For Leech, this is a worrying outcome. He explains that while groups like PETA might think it’s unethical to use nonhuman primates in biomedical research, he views the situation through a cost-benefit lens, claiming it would be “more cruel and more immoral not to use the best available science” to research “terrible, debilitating diseases.” If the supply of nonhuman primates suddenly dries up, though, scientists won’t have the choice.

“Potential life-saving research won’t take place if we can’t access the animals we need.”

Such unprecedented demand has turned the global monkey trade into a seller’s market, with the going price for a live long-tailed macaque soaring from several thousand dollars a few years ago to upwards of $10,000 today. Leech told VICE World News he’d heard of a U.S. company paying as much as $50,000 for a single breeding primate.

“Because of a shortage,” he said, “there’s been a complete grab for primates anywhere.”

“The most brutal incident involved the killing of one captured male. Beaten down with a pole, the dazed and injured animal was dragged by his tail.”

China, previously the world’s biggest exporter of live primates, stopped trading wildlife internationally in the wake of the COVID-19 outbreak in a bid to prevent the spillover of zoonotic diseases. Cambodia stepped in to feed that demand, dominating the global monkey trade and swiftly overtaking China as the world’s biggest supplier.

While in 2019 the country exported 13,922 live monkeys, that number spiked to nearly 29,500 in 2020. More than two thirds of these were sent to the U.S., hundreds of which were wild-caught, according to data from the Convention on International Trade in Endangered Species, supplied by Sarah Kite, co-founder of advocacy group Action for Primates. Data for 2021 is expected to be released in November of this year.

The problem, according to Hansen, is that Cambodia doesn’t have nearly the same number of captive-bred specimens as China—meaning the Southeast Asian nation, which is a habitat country for the long-tailed macaque, is far more likely to be relying on wild-caught animals to supplement its exports.

Hansen said she and her fellow researchers are observing an increase in the number of long-tailed macaques being captured from the wild in Southeast Asia. Others have similarly raised concerns around the feasibility of facilities breeding the number of monkeys being exported, and the possibility that increasing numbers of wild specimens are being trapped and then “laundered” through farms.

“The change in trade patterns right now, [with] the habitat countries taking over the trade, is definitely not a good thing,” said Hansen.

There are also concerns that the rising value of the monkey trade may lead to the exploitation of wild populations by organised crime networks, poachers, and wildlife traffickers. The prospect of individuals and groups going out and catching wild monkeys is alarming animal rights activists.

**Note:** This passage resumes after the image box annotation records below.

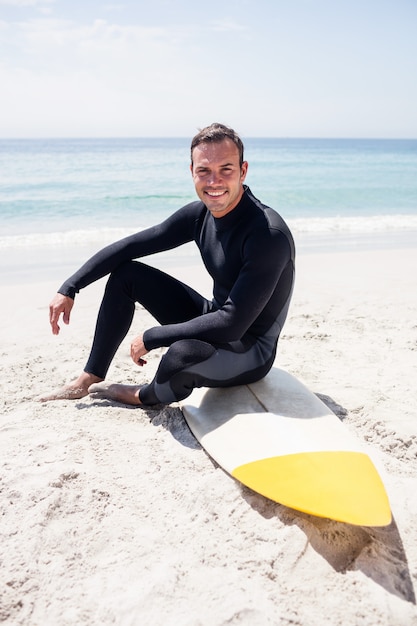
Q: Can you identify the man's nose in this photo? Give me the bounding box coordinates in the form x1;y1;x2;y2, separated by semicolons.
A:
208;171;221;185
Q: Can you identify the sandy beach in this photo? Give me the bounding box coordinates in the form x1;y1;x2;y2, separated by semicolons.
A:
0;241;417;626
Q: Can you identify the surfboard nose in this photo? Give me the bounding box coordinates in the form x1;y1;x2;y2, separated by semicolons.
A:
231;451;392;526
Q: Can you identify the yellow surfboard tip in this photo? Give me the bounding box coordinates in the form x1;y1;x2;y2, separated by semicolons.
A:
231;451;392;526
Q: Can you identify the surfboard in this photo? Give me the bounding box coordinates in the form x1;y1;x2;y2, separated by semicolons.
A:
181;367;391;526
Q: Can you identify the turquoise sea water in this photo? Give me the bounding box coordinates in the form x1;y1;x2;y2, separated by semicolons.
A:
0;138;417;282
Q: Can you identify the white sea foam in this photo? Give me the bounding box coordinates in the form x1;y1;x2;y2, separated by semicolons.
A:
0;215;417;250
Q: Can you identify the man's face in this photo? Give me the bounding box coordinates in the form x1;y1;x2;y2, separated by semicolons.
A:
190;139;248;217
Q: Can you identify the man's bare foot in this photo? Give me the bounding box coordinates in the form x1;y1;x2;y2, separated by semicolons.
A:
38;372;103;402
88;383;142;406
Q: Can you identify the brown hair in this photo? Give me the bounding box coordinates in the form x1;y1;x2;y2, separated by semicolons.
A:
191;122;243;166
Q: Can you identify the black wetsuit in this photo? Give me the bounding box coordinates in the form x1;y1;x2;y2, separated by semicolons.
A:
59;187;295;404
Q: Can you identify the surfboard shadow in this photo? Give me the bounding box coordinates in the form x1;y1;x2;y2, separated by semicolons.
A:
241;485;416;604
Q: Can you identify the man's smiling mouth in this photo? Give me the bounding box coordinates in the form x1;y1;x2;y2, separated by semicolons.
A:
206;191;226;198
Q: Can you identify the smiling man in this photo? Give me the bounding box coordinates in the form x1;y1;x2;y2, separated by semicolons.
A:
40;123;295;405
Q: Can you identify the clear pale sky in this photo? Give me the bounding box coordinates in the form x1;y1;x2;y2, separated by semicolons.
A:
0;0;417;138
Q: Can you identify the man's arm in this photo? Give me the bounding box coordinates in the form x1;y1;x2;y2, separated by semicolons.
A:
49;293;74;335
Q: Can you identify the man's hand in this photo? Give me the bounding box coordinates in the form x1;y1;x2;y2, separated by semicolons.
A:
130;335;148;366
49;293;74;335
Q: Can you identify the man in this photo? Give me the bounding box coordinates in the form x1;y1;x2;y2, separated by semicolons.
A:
41;123;295;405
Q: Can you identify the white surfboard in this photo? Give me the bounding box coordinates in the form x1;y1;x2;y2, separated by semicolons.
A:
181;367;391;526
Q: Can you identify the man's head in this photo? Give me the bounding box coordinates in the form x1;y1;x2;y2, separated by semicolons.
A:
190;124;248;218
191;122;243;166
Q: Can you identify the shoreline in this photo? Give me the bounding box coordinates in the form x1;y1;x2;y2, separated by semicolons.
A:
0;230;417;289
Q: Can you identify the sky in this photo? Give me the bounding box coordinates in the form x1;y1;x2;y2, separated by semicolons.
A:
0;0;417;138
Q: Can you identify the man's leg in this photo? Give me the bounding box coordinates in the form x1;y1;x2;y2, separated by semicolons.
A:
40;261;208;401
89;339;275;406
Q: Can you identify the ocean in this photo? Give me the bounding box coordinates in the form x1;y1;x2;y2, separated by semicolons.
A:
0;138;417;282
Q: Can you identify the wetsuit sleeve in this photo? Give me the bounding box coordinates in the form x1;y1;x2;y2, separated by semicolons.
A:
144;230;292;350
58;202;199;298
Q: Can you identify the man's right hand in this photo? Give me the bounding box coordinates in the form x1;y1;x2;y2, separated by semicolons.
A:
49;293;74;335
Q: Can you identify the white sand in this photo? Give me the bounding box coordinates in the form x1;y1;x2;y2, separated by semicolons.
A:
0;249;417;626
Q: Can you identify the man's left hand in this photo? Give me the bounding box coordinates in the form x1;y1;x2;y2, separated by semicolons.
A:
130;335;148;366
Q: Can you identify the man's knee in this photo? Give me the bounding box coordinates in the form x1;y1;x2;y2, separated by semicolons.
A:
158;339;216;383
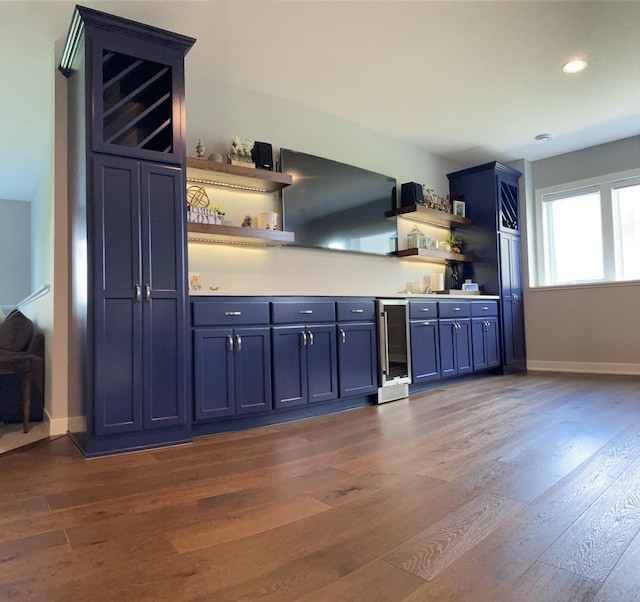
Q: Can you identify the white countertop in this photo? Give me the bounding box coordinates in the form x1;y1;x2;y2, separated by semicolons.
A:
189;291;500;301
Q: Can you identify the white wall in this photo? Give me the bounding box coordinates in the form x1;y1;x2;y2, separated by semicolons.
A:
186;81;461;295
523;136;640;374
0;200;31;313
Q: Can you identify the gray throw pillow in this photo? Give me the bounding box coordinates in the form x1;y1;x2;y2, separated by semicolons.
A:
0;310;33;351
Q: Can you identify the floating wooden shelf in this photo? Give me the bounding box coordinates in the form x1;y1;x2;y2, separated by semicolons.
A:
187;157;293;192
396;249;473;263
384;205;471;228
187;222;295;247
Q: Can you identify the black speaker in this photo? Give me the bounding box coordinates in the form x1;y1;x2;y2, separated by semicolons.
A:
400;182;424;207
251;142;273;171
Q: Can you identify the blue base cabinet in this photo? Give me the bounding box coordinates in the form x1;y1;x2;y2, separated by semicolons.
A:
471;316;500;372
191;297;273;421
336;299;378;397
409;301;440;385
438;318;473;378
193;326;272;420
272;324;338;409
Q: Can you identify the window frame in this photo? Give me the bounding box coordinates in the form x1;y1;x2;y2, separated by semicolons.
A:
529;169;640;288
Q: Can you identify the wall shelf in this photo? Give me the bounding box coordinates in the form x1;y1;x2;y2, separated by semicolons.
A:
187;157;293;192
384;205;471;228
396;249;473;263
187;222;295;247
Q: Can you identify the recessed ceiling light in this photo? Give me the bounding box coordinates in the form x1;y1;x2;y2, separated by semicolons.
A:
562;59;587;73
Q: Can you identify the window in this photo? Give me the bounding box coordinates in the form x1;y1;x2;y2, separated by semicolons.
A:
534;174;640;286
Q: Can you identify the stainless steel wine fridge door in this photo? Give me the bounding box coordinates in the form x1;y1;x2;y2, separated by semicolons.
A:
378;299;411;403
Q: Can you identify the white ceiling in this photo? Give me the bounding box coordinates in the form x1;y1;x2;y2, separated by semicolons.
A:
0;0;640;200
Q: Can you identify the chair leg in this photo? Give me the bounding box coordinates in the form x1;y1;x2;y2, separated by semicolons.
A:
22;370;31;433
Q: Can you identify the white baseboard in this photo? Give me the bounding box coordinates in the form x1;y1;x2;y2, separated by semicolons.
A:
527;360;640;376
44;409;87;437
44;408;69;437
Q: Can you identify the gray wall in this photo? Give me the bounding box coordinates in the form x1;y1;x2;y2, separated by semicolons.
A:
523;136;640;374
0;200;31;306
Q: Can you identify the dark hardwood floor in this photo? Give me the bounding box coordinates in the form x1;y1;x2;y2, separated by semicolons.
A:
0;373;640;602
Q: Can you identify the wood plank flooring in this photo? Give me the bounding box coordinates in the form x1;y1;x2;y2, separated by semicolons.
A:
0;373;640;602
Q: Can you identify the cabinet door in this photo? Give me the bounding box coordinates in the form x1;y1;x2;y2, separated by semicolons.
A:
89;156;143;435
140;163;187;429
471;318;488;371
500;234;526;371
410;320;440;384
307;324;338;403
454;319;473;374
193;328;234;420
496;173;520;233
90;30;184;164
438;320;458;378
338;323;378;397
233;326;271;414
485;317;500;368
271;326;308;408
471;316;500;372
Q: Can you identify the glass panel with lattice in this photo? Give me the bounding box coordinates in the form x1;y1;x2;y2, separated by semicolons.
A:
102;50;173;153
500;181;519;230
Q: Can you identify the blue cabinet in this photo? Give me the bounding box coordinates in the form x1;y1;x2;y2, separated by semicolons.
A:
272;324;338;408
336;298;378;398
499;233;526;372
338;322;378;397
438;318;472;378
409;320;440;385
59;7;195;456
447;161;526;372
471;316;500;372
91;155;187;435
193;326;271;420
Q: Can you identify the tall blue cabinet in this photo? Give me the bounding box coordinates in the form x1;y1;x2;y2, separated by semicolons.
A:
59;7;195;456
447;161;526;373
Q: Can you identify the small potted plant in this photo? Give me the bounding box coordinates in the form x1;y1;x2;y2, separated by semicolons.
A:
211;205;225;225
447;234;464;253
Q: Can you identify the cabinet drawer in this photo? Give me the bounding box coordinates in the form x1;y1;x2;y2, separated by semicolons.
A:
409;301;438;320
336;299;376;322
438;301;471;318
471;301;498;318
271;301;336;324
191;300;269;326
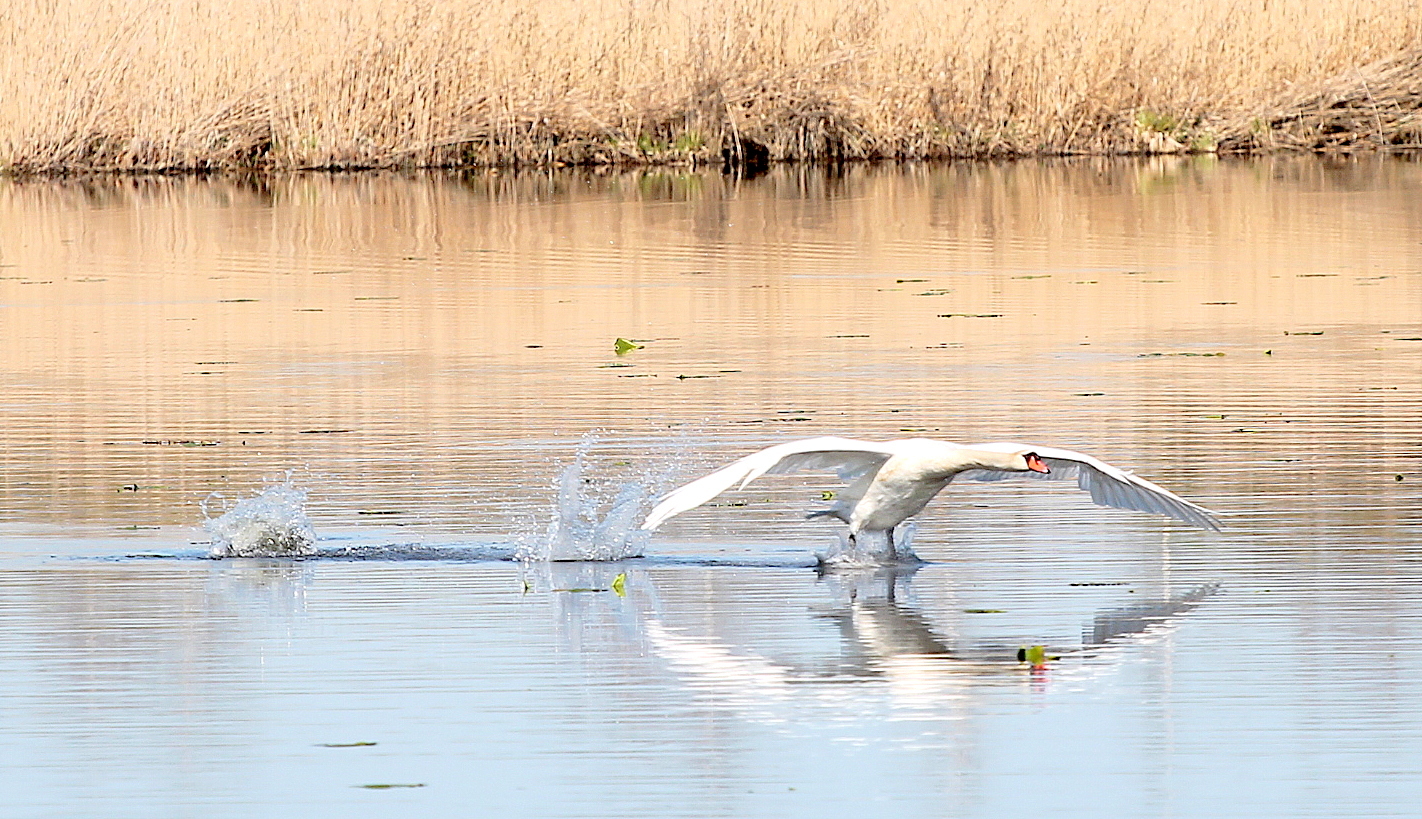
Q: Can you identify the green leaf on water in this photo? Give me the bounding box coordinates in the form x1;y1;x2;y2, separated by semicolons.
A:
613;336;644;355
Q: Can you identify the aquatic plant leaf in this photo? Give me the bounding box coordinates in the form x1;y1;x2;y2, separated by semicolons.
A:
613;336;644;355
316;742;375;748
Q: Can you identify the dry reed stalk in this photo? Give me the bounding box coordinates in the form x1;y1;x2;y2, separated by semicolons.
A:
0;0;1422;172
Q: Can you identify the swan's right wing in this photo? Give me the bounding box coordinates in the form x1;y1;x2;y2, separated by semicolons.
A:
960;444;1221;532
641;437;896;532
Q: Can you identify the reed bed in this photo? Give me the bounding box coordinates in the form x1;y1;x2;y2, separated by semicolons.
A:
0;0;1422;172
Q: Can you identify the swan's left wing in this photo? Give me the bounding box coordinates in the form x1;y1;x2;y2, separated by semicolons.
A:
958;444;1221;532
641;437;897;530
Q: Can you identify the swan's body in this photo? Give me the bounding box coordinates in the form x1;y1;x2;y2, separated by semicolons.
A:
641;437;1220;556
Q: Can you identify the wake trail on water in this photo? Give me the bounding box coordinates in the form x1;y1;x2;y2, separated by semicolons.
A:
201;434;684;563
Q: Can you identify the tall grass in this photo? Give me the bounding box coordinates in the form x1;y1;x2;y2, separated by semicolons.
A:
0;0;1422;171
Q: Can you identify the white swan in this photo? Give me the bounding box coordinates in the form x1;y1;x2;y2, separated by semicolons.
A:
641;437;1220;557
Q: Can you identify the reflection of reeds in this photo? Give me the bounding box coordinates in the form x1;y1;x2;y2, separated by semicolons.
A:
0;0;1422;171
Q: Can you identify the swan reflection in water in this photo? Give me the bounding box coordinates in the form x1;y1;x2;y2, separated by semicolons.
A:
643;566;1219;700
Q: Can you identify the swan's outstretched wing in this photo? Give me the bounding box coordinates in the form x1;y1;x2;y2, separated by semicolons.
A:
960;444;1221;532
641;437;896;532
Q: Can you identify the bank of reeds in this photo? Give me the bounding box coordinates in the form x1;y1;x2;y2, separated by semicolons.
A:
8;0;1422;172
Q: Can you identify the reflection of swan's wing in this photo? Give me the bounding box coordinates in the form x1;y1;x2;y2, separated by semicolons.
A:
961;444;1220;532
641;437;894;530
1081;583;1220;646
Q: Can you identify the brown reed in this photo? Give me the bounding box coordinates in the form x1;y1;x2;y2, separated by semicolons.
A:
0;0;1422;172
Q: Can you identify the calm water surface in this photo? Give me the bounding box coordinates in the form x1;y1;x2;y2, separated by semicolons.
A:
0;159;1422;818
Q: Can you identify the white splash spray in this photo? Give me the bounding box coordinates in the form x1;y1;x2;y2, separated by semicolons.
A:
815;520;923;569
516;435;673;563
202;476;316;557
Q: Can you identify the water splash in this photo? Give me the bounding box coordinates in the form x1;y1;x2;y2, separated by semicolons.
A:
202;476;316;557
516;435;673;563
815;520;923;569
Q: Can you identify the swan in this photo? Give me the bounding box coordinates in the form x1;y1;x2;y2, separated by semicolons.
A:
641;437;1220;559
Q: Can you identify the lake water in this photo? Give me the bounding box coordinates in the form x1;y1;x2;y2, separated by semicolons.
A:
0;158;1422;819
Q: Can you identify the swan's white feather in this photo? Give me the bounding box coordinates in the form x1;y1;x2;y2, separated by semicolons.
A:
958;442;1221;532
641;435;897;530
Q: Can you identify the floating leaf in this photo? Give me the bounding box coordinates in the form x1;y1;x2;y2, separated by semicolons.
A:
1017;646;1061;668
613;336;643;355
316;742;374;748
1136;353;1224;358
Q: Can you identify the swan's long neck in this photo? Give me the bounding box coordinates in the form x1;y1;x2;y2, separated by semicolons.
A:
924;446;1028;481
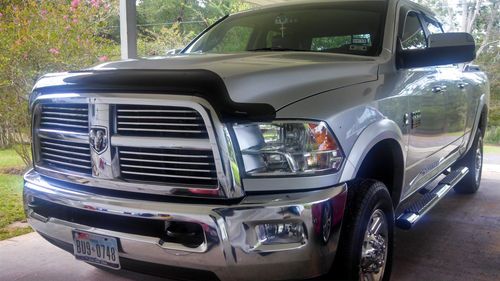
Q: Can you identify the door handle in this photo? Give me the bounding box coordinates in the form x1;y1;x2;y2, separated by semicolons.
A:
432;86;446;94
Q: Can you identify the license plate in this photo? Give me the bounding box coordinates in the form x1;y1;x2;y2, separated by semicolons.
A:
73;230;120;269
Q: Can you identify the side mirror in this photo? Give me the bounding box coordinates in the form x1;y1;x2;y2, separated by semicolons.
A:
165;49;182;56
397;32;476;68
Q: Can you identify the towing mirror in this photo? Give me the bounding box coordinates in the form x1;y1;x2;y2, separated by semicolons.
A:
397;32;476;68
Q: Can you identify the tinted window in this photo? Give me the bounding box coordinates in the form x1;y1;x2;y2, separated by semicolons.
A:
426;19;443;34
214;26;253;53
401;12;427;50
186;1;386;56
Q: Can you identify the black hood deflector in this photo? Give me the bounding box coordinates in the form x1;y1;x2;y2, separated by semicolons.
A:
33;69;276;122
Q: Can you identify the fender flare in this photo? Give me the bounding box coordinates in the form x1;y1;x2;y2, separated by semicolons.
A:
462;94;488;155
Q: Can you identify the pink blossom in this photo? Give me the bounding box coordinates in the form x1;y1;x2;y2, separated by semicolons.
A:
90;0;101;8
49;48;59;55
99;56;109;62
71;0;80;9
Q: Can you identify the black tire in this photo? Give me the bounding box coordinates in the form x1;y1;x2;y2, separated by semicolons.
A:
454;129;483;194
330;180;394;281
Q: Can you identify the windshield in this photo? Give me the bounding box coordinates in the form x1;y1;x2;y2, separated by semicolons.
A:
185;1;386;56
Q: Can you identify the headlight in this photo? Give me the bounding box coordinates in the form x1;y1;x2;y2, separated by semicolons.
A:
233;121;343;176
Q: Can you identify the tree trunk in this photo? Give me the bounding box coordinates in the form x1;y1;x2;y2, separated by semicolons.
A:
476;2;500;57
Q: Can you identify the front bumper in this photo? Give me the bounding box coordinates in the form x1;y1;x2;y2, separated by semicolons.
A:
24;168;347;280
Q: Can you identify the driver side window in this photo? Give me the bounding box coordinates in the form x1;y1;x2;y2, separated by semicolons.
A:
401;12;427;50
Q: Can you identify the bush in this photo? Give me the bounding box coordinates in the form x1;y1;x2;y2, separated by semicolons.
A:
484;127;500;145
0;0;119;164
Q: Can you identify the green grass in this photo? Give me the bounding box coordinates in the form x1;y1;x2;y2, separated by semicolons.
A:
0;149;26;169
484;127;500;145
484;145;500;154
0;175;32;240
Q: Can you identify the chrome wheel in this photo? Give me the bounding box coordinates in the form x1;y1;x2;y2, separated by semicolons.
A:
474;137;483;185
359;209;389;281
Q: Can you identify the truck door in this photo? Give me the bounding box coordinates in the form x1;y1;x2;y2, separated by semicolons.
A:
399;11;447;192
423;15;468;153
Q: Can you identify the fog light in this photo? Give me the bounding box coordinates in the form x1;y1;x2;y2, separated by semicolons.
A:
255;222;305;245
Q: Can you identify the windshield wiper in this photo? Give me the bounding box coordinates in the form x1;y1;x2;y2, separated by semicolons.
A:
248;47;310;52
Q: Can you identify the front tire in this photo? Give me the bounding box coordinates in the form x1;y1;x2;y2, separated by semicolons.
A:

In January this year, Action for Primates released harrowing footage of Indonesian monkey trappers catching whole troops of macaques—snaring them in nets, dragging them out by their tails, and throwing them into sacks and crates.

“A callous and indifferent attitude was displayed towards the monkeys,” Kite told VICE World News of the incident. “The most brutal incident involved the killing of one captured male. Beaten down with a pole, the dazed and injured animal was dragged by his tail, held down and his throat was cut with a machete.”

It’s hard to know whether the monkeys in the videos are ending up in the research primate pipeline. But as the number of wild long-tailed macaques continues to diminish, and demand for the animals continues to soar, Hansen points to the latest IUCN report as evidence that more awareness on the state of the “common monkey of Southeast Asia” is key to its survival.

“A huge cause of the problem is that when you have a species that no one is interested in, and people think is abundant, then the threats just go wild,” she said. “I think there is a lot of responsibility within the research industry in changing their ways, their methods to reduce the demand.”

“To stop the decline, we need to understand the species better… The lack of respect and understanding for the species is so huge.”